Genetics and family history: A reason to act
Hereditary and medical factors that increase your risk of colorectal cancer include a personal or family history of colorectal cancer and/or polyps (adenomatous), certain inherited genetic conditions (e.g., Lynch syndrome), a personal history of chronic inflammatory bowel disease (ulcerative colitis or Crohn’s disease), and type 2 diabetes. Unfortunately, these factors are not modifiable in the way that lifestyle factors are. But the fact that genetic conditions and family history cannot easily be altered points up even more strongly the importance of making timely screening procedures your #1 priority.
People at increased risk because of a family history of colorectal cancer or polyps or because they have inflammatory bowel disease or certain inherited conditions may be advised to start screening before age 50 and/or have more frequent screening.

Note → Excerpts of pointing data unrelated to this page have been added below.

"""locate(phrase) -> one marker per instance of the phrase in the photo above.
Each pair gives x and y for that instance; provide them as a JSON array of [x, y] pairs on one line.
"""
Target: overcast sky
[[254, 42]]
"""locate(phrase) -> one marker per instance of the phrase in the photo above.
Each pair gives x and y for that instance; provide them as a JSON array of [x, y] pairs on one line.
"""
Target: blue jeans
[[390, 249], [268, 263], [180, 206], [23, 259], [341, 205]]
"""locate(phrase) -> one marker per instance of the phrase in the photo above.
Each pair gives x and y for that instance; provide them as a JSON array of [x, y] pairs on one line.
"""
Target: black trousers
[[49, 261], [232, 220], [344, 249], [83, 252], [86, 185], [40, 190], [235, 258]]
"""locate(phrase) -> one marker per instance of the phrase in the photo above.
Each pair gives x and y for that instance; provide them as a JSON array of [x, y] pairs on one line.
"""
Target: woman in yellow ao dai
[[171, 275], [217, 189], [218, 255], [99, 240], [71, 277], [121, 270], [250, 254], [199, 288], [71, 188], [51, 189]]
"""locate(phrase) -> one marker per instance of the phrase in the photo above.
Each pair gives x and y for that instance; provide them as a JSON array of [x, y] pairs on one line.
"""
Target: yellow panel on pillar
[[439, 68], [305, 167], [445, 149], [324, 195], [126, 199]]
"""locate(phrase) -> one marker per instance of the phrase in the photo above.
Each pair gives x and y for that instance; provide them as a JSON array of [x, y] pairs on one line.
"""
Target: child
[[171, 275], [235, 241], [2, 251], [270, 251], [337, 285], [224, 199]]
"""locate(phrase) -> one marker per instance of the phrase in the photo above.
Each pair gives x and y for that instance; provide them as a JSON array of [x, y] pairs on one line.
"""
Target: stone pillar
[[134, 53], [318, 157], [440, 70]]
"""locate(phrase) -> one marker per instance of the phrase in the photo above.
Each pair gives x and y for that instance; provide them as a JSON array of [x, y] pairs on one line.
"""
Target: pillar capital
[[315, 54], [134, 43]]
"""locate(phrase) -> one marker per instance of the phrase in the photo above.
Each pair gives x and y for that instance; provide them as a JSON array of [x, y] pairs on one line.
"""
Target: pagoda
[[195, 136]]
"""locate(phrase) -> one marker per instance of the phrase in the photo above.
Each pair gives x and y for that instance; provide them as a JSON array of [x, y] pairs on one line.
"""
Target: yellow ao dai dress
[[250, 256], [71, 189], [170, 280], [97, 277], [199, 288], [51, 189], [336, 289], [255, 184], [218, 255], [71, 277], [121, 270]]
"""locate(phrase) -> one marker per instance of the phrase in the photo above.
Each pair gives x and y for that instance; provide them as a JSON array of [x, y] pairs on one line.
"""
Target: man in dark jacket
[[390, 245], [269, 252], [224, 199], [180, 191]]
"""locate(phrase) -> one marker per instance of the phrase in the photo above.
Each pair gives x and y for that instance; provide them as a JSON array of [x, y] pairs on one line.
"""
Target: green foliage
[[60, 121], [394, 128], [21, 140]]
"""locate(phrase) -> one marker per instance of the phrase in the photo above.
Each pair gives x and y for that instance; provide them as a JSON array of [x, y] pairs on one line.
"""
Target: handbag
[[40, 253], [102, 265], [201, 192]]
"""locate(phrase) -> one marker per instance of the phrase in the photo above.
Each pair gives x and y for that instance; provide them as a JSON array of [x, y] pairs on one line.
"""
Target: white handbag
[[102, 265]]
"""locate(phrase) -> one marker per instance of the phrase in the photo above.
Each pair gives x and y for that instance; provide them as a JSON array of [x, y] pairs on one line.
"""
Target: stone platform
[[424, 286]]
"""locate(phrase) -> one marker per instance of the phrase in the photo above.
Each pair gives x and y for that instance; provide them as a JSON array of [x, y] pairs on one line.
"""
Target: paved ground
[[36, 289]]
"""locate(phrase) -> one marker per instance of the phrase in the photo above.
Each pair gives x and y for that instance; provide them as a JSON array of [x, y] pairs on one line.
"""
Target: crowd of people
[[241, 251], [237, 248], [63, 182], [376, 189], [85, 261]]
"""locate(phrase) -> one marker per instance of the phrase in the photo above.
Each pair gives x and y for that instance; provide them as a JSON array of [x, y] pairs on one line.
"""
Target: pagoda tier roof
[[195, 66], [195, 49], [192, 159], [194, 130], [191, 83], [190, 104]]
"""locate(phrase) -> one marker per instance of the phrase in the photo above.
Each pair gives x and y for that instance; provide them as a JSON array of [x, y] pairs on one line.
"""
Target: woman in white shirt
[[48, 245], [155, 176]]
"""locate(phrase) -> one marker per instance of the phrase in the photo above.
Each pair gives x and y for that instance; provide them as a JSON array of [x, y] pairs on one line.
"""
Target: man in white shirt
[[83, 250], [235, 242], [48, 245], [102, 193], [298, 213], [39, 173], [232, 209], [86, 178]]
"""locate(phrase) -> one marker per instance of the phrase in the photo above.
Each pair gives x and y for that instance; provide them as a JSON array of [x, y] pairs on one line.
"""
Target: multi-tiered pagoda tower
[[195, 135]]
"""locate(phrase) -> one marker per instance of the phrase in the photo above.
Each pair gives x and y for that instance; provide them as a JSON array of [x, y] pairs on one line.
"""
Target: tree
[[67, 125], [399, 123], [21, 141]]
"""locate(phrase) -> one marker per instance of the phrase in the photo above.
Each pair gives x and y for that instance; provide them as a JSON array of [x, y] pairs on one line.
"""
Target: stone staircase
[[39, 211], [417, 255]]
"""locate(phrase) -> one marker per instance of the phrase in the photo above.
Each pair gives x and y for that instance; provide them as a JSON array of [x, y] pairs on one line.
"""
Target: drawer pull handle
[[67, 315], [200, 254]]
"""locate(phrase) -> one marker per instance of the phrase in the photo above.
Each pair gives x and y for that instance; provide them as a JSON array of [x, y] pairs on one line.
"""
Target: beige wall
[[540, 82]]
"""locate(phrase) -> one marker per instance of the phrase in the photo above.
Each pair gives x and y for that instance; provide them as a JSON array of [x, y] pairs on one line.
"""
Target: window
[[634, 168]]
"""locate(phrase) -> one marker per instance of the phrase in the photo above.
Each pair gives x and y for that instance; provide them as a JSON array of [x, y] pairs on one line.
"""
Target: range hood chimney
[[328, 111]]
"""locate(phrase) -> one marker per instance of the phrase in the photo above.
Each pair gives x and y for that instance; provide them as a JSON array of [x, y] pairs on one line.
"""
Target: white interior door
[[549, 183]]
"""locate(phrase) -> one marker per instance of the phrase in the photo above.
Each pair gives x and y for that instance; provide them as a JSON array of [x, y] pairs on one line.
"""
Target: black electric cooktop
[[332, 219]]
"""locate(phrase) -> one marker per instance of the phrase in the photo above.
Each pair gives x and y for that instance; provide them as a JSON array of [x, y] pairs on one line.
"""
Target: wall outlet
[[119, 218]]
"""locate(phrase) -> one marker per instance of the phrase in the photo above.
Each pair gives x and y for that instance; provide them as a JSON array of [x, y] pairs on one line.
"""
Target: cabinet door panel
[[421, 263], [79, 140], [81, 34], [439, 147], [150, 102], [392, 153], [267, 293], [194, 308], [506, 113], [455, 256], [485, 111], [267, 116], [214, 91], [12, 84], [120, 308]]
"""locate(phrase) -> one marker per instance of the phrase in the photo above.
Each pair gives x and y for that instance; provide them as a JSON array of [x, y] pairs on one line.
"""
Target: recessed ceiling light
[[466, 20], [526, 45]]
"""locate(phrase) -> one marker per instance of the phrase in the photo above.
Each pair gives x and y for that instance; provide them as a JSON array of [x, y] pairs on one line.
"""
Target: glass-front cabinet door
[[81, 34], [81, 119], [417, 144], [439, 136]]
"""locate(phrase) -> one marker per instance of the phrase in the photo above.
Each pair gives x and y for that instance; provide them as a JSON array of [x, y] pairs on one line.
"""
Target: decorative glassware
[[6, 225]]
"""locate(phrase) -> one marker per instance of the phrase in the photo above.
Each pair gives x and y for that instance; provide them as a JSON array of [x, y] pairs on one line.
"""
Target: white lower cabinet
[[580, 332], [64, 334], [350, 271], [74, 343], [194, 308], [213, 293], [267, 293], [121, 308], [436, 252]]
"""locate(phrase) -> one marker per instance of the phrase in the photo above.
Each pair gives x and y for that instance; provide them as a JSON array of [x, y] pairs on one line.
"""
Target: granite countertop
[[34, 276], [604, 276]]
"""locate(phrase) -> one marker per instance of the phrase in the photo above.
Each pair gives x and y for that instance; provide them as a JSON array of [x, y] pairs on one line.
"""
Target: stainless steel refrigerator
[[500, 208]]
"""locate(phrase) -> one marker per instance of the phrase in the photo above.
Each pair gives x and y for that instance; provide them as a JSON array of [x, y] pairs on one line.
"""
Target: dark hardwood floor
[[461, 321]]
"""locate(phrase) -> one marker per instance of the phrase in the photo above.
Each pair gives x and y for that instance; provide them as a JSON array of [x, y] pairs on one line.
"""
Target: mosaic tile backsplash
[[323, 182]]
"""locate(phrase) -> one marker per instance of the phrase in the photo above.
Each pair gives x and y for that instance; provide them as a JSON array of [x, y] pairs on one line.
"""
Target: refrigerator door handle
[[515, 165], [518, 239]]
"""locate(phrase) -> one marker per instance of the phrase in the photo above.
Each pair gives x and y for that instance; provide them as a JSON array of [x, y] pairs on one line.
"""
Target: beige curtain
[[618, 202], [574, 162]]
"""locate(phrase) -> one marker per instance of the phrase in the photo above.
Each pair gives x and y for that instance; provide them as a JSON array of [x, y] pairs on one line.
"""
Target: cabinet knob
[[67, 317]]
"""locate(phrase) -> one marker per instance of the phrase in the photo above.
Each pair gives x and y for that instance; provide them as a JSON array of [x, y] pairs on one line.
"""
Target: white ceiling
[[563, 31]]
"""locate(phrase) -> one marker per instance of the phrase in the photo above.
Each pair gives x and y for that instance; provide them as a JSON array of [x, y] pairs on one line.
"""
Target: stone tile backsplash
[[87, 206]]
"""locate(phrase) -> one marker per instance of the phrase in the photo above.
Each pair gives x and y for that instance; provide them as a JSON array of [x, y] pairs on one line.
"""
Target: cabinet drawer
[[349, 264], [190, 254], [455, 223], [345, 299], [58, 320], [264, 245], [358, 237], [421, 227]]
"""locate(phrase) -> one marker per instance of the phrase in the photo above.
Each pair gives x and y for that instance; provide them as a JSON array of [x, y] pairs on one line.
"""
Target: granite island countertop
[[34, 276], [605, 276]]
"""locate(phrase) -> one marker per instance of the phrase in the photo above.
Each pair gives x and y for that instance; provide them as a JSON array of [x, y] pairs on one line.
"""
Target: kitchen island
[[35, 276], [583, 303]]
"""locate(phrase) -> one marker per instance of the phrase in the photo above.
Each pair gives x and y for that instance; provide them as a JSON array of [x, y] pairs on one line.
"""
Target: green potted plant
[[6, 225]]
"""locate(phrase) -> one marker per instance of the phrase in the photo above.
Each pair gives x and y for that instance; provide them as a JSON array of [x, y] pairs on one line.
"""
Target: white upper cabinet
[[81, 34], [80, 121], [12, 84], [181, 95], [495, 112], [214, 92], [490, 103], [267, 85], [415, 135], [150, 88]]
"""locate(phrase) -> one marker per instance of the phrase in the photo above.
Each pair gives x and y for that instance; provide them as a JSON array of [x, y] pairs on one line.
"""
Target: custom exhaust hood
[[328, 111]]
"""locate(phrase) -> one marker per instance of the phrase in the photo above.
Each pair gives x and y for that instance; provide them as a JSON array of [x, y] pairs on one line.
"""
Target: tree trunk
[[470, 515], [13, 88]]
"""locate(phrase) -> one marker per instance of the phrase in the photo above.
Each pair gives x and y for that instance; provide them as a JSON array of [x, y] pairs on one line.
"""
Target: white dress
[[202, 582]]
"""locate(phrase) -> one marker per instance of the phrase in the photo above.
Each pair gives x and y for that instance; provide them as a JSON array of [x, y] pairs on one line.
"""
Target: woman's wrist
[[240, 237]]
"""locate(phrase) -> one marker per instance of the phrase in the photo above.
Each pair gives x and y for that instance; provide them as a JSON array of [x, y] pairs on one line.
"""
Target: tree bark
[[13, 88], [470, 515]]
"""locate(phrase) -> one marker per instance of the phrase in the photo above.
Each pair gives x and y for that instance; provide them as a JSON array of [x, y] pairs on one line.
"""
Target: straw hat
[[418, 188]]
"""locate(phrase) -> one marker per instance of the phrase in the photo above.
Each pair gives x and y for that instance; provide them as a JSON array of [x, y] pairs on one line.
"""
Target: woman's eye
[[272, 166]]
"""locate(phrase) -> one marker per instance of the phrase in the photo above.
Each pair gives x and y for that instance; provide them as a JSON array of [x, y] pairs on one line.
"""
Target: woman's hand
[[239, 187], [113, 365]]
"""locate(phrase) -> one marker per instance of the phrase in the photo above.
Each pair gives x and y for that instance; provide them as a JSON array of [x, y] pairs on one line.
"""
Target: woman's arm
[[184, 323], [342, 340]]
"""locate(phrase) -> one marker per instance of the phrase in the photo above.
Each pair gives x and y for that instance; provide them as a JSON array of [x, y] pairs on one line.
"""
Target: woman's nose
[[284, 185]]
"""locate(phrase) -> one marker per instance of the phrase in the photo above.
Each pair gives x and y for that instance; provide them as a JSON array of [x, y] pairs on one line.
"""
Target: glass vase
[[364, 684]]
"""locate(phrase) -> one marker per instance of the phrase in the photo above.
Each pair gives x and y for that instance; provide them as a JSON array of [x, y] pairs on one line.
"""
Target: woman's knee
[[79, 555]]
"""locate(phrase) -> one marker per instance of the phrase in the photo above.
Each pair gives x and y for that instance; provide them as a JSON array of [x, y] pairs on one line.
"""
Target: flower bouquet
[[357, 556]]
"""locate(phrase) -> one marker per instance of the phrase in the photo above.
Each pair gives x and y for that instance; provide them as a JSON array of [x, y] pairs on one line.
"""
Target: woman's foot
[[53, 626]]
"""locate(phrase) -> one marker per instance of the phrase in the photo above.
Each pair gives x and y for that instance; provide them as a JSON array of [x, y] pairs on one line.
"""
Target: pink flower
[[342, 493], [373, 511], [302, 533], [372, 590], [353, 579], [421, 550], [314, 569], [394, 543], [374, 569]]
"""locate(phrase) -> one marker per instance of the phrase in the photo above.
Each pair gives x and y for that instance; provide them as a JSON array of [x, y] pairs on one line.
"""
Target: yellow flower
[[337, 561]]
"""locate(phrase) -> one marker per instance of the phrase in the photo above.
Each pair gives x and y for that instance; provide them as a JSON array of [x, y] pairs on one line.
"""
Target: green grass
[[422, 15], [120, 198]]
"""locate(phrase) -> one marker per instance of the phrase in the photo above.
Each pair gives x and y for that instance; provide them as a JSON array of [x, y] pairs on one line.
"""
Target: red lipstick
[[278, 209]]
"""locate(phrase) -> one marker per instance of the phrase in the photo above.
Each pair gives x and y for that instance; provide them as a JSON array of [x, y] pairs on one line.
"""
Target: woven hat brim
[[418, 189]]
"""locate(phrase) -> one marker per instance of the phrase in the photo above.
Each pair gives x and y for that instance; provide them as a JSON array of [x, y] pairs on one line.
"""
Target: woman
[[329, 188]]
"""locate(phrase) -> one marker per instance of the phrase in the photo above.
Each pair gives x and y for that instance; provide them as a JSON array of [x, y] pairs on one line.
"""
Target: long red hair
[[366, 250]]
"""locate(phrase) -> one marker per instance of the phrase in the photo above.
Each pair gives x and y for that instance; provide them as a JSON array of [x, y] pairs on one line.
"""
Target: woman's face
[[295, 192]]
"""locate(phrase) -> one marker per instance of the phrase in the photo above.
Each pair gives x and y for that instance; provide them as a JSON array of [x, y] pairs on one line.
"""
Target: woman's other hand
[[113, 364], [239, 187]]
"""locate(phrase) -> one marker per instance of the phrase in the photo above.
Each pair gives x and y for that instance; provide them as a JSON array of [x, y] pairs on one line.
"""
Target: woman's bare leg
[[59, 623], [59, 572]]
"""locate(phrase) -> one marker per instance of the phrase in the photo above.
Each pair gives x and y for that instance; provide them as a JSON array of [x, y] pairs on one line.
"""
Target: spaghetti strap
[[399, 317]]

The future: Why wait for it?
Not enough people are being screened for early signs of colorectal cancer, either because they do not know the recommendations or because they are avoiding getting a colonoscopy, which many perceive as an unpleasant procedure.
Researchers at Stanford University are working on the development of a blood test to detect the disease; they hope the test will prove less expensive, less invasive and more convenient than colonoscopies and other currently available screening tests.
While exciting in theory, even lead researcher Shan Wang, PhD, a professor of materials science and engineering and of electrical engineering, stated in a recent interview that “this will be a five- to 10-year study to bring this technology to fruition.” And to truly improve the overall disease detection and subsequent survival rates, the test will have to have high sensitivity and reliability … features that have proved dauntingly difficult to achieve in many other diagnostic testing research development laboratories, across a myriad of disease states.
The take-away here is, once again, the same — and it’s clear and simple: Colorectal cancer is a preventable disease that does not have to remain one of our nation’s leading causes of death. Screening tests, such as the colonoscopy, exist which accurately and reliably detect precancerous polyps or early-stage colorectal cancer. It’s up to each of as individuals to discuss the screening guidelines and options with our physicians, and to follow through with advised appointments.